Society and communities
School leadership studies: improving outcomes for pupils across the globe
What makes a successful school leader?
That’s the question that’s been at the heart of Christopher Day’s work for more than 20 years, and which has led to the creation of a global research partnership impacting teachers and pupils in over 20 countries.
A former teacher himself, Professor Day is interested in identifying and understanding the values, qualities, characteristics and actions of successful school leaders internationally. Success is defined by both measurable academic student attainment results and a broader range of progress and achievements by students. His concerns are shared by an increasing number of researchers, and by members of the International Successful Principalship Project(ISSPP) which he founded and whose members are drawn from more that 20 countries.
Together they have generated new, conceptually sound and empirically robust understandings of how success is achieved and sustained in different cultures and socio-economic contexts. The lessons learned are then shared with international policy makers and practitioners, and applied to schools around the world to help improve outcomes for their students
His numerous research studies have been instrumental in improving the effectiveness of school leaders and teachers, reforming school leadership practices and organisational strategies, and impacting on educational policy in the UK and internationally.
But he is perhaps best known for being the founder of the International Successful School Principalship Project (ISSPP), the world’s largest and most sustained research network on successful school leadership. Originally formed in 2001 with researchers from eight countries, it now covers 27 countries and has led to the spread of knowledge, understanding and practices of successful school leadership across the globe, as well as the creation of training centres in countries including Mexico, Puerto Rico, Brazil, Australia, New Zealand and Sweden.
Professor Day and the ISSPP’s research has focused on discovering the key values, qualities, attributes and practices of a successful leader and found that, whilst they are applied in different settings, they remain the same, regardless of the country they work in or the socio-economic setting of their school.
Professor Day said: “There are more similarities than differences among those who are successful and who have sustained the success of their schools.”
"There are more similarities than differences among those who are successful and who have sustained the success of their schools."
He is clear that improving academic results alone does not necessarily represent success, and that those who have the most positive influence on their school are focused on the wider social and personal purposes their institution is striving to achieve.
Common characteristics of successful school leaders include a strong sense of moral and social/ethical purpose, high expectations both of themselves and their teams, a love of learning, transparency about their beliefs and values, modelling good practice, fairness, involving others in decision making, and high quality relationships
The research has also found those who are the most successful engender a high degree of respect and trust from their school colleagues and wider community.
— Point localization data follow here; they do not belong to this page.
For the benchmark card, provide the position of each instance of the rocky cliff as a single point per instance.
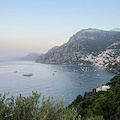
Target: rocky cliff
(86, 47)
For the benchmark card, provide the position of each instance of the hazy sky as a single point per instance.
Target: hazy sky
(37, 25)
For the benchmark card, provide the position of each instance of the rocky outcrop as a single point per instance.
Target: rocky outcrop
(83, 48)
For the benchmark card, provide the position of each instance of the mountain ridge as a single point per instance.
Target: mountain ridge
(84, 48)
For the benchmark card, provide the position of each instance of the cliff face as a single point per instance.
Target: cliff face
(83, 47)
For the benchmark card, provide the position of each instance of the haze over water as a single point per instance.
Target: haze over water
(54, 80)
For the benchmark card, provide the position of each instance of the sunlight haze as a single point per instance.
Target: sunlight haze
(36, 26)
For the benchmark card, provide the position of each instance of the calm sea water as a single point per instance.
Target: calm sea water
(58, 81)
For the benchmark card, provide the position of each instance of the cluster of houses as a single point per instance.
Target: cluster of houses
(102, 88)
(103, 59)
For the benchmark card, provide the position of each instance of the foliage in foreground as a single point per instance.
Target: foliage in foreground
(106, 104)
(92, 106)
(28, 108)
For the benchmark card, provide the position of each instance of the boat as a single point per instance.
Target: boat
(28, 74)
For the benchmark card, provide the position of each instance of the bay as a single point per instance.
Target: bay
(59, 81)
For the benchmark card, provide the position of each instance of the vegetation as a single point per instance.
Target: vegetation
(106, 104)
(92, 106)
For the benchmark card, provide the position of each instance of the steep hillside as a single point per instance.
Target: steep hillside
(83, 48)
(102, 103)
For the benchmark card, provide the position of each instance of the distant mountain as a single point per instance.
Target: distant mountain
(116, 29)
(31, 56)
(86, 47)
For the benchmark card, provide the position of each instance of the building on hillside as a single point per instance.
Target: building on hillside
(102, 88)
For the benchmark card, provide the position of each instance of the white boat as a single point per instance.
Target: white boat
(28, 74)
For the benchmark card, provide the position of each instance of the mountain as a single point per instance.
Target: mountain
(31, 56)
(86, 47)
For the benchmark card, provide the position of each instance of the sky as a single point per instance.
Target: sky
(28, 26)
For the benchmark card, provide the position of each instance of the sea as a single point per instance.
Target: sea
(58, 81)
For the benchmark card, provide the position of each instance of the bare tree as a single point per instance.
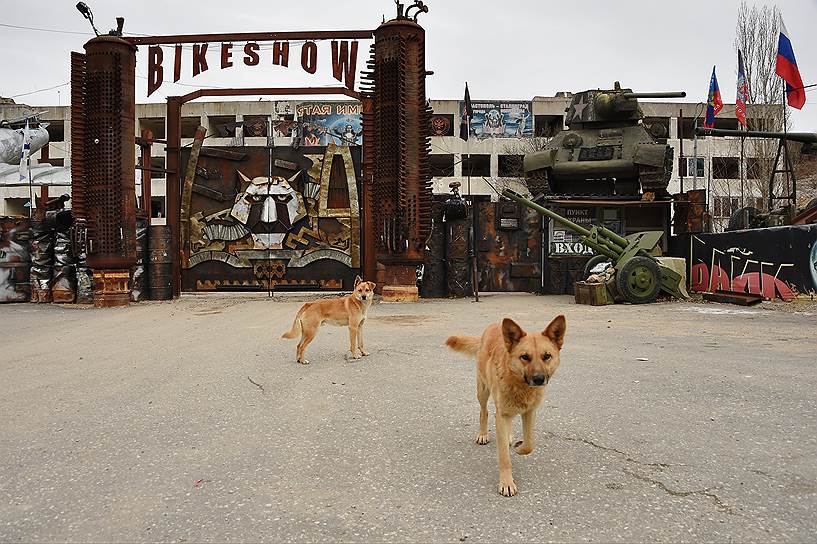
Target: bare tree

And whilst the social, political and educational histories of schools differ from country to country, the partnership has found that all school leaders face a number of similar pressures, regardless of their location in the world, including:
- Social movements: changes in the expectations families have of schools, the attitudes of students
- The ever-increasing interest of governments in measurable performance targets
- Adapting to what it means to be a 21st century school: the increasing use of technology, a move towards greater personalisation of the learning experience
"All school leaders face a number of similar pressures, regardless of their location in the world."
Lejf Moos, a researcher from Denmark and a member of the ISSPP, said: “One of the real surprising things in this project is that when we started we could never agree with colleagues from other countries what a good school is, because the Nordic way of looking at schools was very different from America and England. These days we seem to agree more: we all know what a good school is.”
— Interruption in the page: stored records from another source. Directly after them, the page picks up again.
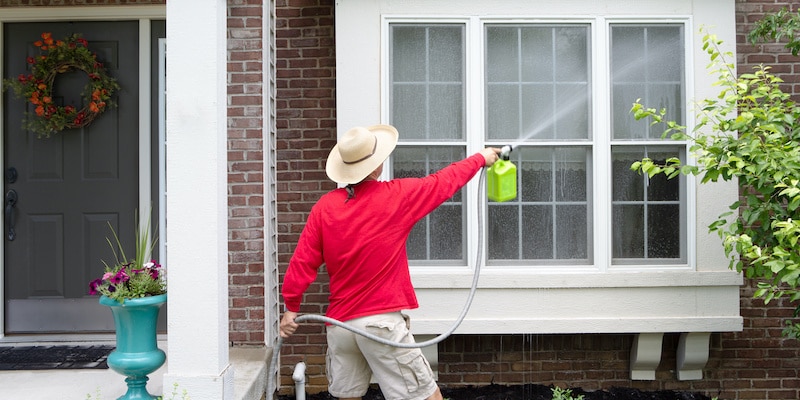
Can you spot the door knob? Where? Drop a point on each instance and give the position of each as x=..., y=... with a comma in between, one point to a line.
x=11, y=202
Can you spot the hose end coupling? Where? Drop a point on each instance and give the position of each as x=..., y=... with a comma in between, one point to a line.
x=505, y=152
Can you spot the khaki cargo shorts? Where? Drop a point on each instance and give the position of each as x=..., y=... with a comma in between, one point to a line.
x=403, y=374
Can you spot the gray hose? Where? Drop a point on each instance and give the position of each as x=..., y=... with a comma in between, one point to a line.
x=272, y=386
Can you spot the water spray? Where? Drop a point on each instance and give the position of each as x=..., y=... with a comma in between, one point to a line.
x=501, y=177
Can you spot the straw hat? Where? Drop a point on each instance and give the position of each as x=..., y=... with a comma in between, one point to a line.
x=359, y=152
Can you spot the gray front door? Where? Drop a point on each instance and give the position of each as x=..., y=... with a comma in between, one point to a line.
x=61, y=192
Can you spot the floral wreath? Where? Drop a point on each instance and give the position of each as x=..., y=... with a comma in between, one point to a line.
x=60, y=56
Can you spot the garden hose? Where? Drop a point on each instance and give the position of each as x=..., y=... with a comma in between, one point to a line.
x=272, y=373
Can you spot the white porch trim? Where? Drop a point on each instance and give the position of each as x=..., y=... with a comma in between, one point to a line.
x=197, y=185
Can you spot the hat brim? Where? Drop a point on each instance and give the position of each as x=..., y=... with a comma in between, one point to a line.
x=346, y=174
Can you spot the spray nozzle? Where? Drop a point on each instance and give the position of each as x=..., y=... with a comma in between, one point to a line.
x=505, y=152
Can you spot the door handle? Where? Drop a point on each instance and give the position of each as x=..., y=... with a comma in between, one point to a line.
x=11, y=202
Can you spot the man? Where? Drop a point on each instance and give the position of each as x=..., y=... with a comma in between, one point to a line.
x=359, y=232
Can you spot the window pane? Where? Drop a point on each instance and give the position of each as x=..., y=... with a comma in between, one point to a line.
x=551, y=217
x=427, y=81
x=648, y=213
x=537, y=82
x=647, y=63
x=440, y=235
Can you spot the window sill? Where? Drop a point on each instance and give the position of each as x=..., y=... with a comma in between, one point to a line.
x=550, y=303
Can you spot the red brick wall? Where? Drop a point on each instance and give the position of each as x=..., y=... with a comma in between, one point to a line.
x=757, y=363
x=306, y=132
x=246, y=173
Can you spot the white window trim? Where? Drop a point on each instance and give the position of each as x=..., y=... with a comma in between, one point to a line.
x=702, y=296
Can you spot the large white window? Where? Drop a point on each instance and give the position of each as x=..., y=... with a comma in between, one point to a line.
x=587, y=245
x=538, y=94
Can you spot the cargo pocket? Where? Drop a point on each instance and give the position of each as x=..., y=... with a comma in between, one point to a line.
x=390, y=329
x=415, y=370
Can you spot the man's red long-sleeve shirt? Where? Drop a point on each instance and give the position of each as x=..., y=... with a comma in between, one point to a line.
x=362, y=241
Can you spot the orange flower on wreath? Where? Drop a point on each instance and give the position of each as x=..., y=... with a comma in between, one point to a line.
x=36, y=87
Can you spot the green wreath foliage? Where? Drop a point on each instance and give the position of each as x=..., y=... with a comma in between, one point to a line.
x=36, y=87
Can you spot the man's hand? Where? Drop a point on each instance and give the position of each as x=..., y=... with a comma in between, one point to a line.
x=288, y=326
x=490, y=155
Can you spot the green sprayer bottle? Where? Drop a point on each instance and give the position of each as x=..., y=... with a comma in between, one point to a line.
x=501, y=178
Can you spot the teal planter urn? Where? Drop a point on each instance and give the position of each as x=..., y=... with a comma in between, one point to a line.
x=137, y=354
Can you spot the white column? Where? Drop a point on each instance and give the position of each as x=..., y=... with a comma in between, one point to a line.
x=196, y=224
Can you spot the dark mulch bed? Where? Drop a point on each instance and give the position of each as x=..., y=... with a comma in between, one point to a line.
x=533, y=392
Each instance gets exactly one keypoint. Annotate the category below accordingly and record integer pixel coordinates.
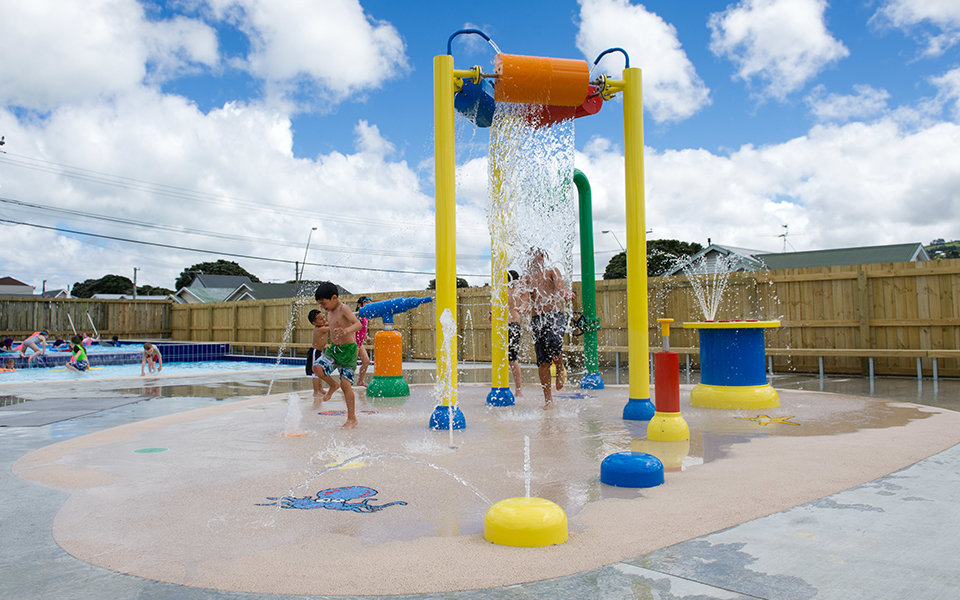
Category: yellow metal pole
(638, 407)
(446, 203)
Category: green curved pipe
(589, 276)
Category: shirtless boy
(320, 335)
(341, 354)
(39, 337)
(544, 293)
(151, 359)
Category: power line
(43, 166)
(233, 254)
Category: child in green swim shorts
(341, 354)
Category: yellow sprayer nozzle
(665, 326)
The partnership’s findings have gone on to directly inform dozens of national and regional programmes on successful school leadership, which have trained thousands of school teachers and leaders. For example, in Sweden, the research findings from the ISSPP project were used to develop and deliver the National Principal Training Programme, while in Mexico over 1600 principals have taken part in professional skills training based on the outcomes of the ISSPP research.
Alongside this, Professor Day has worked on numerous other research projects centred around effective school leadership for a range of high-profile organisations, including the Department for Education (DfE), the Economic and Social Research Council, the Education Development Trust, International Baccalaureate and the Association of Independent Schools.
His research has directly informed policy debate and reforms in England - with the Department for Education using it to develop guidance on the recruitment of headteachers for boards of maintained schools and academies in 2017. He has also acted as a consulting expert on school leadership for various policy-making organisations including the Governments of Brazil, Chile, Mexico, and the Australian Institute for Teaching and School Leadership.
Christopher Day, Professor of Education, Faculty of Social Sciences
He is ranked 130 in the world and 20 in the UK by Research.com’s citation-based ranking of the top 1000 scientists in the area of Social Sciences and Humanities, and is among only nine educational leadership researchers in the top 1000 social scientists in the world.